International breweries piles debt

Total debt of International Breweries Nigeria Plc has risen to a level that represents 84.15 percent of its enterprise value.

A company finances its operations with a combination of debt (money borrowed from financial institutions) and equity (money it raises from shareholders).

While debt is cheaper to borrow due to the benefits of tax shield, too much of it most times result in deteriorating margins as huge interest expense or finance cost erodes operating profit. What this means is that a loss is inevitable as sales continue to grow at snail pace.

International Breweries’ capitalization ratio stood at 22.22 times or 2,222 percent as at December 2019, which implies for every N1 in equity there are 22.22 in debt on the books.
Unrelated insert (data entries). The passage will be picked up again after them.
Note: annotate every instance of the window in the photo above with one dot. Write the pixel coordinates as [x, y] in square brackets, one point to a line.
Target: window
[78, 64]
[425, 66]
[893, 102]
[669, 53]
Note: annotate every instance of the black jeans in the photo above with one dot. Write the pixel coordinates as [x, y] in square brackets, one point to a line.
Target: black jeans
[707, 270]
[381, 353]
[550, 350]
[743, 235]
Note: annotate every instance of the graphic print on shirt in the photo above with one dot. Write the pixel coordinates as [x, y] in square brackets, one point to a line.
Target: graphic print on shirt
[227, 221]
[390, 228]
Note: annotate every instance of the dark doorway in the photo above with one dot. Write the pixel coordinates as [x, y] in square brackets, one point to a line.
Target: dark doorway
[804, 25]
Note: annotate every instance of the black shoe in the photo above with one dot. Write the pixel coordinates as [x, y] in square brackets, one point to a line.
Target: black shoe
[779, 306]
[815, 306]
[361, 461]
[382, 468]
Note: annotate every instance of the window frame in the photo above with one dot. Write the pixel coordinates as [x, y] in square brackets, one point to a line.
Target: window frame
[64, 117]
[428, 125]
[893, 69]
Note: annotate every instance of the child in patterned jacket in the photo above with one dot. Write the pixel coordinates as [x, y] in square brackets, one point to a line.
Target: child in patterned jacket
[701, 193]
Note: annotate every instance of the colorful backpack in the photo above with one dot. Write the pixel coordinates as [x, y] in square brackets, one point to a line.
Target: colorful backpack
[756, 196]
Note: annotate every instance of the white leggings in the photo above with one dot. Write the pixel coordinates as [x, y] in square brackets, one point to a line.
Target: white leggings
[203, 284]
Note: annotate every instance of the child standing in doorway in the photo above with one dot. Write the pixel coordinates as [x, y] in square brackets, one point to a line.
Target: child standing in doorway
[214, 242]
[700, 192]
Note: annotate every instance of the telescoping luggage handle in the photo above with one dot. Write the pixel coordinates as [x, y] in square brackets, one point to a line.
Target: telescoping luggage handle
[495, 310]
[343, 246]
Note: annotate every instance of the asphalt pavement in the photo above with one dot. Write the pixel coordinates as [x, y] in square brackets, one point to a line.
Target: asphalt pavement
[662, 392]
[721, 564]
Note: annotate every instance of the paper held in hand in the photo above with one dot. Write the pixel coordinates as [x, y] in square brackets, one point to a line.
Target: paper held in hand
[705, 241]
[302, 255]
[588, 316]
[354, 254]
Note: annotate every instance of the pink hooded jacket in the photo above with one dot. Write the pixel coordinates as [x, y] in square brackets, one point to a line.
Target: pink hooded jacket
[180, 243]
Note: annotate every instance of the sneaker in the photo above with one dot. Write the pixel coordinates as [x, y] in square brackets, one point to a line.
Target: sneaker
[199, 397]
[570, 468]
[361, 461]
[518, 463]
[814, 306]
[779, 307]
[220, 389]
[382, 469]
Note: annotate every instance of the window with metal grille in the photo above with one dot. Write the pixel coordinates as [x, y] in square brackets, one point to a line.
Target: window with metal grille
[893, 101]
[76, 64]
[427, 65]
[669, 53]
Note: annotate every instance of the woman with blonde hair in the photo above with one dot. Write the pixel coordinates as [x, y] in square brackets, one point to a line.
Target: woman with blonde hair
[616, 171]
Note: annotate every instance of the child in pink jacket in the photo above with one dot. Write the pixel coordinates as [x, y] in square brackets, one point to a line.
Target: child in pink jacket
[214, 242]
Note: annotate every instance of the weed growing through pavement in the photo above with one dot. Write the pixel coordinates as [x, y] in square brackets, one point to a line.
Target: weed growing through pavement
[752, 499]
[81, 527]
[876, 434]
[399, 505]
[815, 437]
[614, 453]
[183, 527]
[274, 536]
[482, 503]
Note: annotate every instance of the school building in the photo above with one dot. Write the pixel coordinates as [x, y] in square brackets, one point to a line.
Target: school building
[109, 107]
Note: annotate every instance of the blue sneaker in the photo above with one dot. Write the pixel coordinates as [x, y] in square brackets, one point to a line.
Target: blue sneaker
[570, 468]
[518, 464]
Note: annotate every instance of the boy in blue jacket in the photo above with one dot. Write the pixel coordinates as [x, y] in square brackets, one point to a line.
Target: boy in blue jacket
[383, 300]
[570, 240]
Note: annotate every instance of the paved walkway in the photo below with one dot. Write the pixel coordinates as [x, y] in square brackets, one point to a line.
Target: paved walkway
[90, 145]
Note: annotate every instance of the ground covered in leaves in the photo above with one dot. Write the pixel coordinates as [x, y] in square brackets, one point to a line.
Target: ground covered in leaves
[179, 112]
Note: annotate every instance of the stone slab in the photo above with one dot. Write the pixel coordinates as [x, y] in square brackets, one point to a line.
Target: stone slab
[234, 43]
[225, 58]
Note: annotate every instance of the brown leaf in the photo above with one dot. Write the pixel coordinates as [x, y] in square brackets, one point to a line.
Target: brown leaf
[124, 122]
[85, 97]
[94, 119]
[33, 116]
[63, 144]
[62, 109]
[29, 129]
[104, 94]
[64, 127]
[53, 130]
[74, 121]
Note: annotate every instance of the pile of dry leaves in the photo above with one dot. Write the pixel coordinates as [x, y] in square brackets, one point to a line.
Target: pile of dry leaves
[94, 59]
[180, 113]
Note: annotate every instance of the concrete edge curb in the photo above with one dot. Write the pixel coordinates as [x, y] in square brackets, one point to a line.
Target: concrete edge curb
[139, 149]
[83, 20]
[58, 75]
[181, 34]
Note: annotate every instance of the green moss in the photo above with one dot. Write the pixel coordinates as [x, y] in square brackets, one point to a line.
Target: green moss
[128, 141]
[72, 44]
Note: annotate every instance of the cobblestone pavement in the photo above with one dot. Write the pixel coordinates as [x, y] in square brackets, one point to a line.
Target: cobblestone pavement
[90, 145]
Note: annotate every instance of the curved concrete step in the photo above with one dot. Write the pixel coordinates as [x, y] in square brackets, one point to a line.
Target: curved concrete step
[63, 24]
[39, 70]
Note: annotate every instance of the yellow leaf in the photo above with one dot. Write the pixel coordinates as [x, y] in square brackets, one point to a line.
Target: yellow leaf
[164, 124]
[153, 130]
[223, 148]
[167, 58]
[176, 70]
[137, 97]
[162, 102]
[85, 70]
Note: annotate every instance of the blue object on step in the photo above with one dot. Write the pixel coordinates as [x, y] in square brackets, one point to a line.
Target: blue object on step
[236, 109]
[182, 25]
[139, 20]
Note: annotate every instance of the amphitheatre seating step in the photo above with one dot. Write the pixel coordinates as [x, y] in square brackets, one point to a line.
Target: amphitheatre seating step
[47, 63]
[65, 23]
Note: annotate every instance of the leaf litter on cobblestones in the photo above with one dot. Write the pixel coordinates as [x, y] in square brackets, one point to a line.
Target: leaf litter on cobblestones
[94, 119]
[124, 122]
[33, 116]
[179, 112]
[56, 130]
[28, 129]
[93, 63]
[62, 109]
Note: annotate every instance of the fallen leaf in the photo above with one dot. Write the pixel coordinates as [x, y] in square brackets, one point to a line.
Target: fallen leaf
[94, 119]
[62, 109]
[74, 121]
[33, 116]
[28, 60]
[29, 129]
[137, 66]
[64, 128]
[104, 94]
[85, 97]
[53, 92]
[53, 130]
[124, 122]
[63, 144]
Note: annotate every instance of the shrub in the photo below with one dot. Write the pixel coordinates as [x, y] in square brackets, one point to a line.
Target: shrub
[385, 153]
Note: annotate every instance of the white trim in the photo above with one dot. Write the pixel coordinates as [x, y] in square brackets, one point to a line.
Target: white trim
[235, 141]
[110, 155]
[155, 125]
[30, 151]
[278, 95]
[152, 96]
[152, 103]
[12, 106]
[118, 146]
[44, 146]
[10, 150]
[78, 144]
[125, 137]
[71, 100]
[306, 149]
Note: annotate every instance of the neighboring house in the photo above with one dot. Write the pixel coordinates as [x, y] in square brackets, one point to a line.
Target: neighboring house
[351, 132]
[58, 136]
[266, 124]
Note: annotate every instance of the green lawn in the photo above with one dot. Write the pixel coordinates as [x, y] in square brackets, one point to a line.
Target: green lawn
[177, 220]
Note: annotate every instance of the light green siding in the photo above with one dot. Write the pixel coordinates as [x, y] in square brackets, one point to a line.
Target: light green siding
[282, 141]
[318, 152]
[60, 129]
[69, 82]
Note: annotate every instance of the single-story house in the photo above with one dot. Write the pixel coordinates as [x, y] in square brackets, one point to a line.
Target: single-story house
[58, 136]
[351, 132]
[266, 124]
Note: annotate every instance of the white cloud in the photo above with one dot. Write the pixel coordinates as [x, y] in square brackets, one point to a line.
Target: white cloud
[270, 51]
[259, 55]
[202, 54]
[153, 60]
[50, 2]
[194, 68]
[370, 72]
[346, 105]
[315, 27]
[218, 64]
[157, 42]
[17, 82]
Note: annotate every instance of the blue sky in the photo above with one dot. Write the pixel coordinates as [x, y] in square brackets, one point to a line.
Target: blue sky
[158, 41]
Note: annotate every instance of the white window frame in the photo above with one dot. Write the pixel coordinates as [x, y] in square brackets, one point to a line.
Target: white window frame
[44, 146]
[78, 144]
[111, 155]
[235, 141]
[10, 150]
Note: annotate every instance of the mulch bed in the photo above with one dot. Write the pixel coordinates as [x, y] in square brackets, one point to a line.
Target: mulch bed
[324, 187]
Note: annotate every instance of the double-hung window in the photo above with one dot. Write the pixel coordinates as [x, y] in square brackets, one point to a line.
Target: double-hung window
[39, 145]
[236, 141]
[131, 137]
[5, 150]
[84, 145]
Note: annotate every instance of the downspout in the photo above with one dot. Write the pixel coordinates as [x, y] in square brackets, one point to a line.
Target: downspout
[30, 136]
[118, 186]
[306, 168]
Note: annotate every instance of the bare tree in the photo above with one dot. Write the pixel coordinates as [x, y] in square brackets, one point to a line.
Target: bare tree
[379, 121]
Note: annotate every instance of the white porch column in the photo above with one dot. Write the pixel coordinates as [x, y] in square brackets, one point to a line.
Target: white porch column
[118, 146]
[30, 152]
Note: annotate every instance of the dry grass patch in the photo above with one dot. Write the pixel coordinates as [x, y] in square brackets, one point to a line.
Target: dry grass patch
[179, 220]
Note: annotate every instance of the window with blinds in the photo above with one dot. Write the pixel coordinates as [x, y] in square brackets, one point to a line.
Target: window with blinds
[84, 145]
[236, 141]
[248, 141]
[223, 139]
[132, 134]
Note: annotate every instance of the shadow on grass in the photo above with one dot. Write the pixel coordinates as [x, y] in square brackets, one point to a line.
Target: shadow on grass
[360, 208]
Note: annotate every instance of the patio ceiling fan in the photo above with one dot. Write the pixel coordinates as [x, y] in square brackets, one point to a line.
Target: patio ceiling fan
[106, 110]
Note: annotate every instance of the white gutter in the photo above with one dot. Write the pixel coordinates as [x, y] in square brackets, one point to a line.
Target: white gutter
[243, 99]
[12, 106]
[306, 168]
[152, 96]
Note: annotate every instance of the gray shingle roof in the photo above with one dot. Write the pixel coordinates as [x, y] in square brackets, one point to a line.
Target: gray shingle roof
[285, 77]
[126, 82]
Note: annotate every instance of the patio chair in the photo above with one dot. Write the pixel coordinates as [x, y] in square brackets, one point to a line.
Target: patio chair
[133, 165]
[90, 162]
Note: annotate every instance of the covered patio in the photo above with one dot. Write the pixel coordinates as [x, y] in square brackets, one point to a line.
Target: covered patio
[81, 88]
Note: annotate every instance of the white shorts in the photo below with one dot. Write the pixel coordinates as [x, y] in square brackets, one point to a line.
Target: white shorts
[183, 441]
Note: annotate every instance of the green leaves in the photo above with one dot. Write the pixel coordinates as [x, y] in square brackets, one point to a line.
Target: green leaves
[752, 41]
The company’s capitalization ratio was 41.09 percent or 0.41 in 2014, and then it jumped to 7.74 times or 774 percent in 2018.

The capitalization ratio compares total debt to total capitalization (capital structure). The capitalization ratio reflects the extent to which a company is operating on its equity.

This ratio helps in the assessment of risk. The companies with high capitalization ratio are considered to be risky because they are at a risk of insolvency if they fail to repay their debt on time. Companies with a high capitalization ratio may also find it difficult to get more loans in the future.

International Breweries’ total liabilities to total asset ratio (another capitalization ratio) stood at 0.97 times or 97 percent, and a ratio above 50 percent means there are more debt than equity in the balance sheet of an entity.

The company recorded as loss of N9.13 billion to end 2019 financial year as sales reduced by 5.26 percent, the first drop at the top lines (revenue) in 5 years.

The brewer’s total equity or shareholders’ fund dipped by 72.61 percent to N9.57 billion as at December 2019, while it has a negative retained earnings of N686.15 million.

A negative retained earnings means a company has been recording recurring losses.

Analysts say the brewer will have to grow sales and beer volumes in order to cover all its obligations, but the current economic macroeconomic environment has not been supporting growth.

Weak consumption spending as a result of slow wage growth, poor job creation, and eroding impact of double digit inflation has hindered a lot Nigerians from hitting the bars.

According data from Fitch solutions, household income is estimated to have grown by 8.8 percent year on year y/y to $4,252 in 2019 from US $3,908 in 2018 .2019’s 8.8 percent year on year growth is lower than the 10 .7 percent year on year (y/y) growth in 2018.

However, double digit inflation continues to hurt consumers’ ability to increase expenditure which in turn continues pressure consumer companies’ revenue.

The year 2019 marked the 7th consecutive year of inflation growing faster than income growth.

High unemployment rate at 23 percent as at the third quarter of 2019 continues to hurt consumer ability to increase expenditure which in turn continues to pressure brewers.

However, there is light at the end of the tunnel for International Breweries as parent company, Anheuser-Busch InBev, world’s largest brewer, plans to inject capital into its Nigeria’s operations via a rights issue of N165 billion.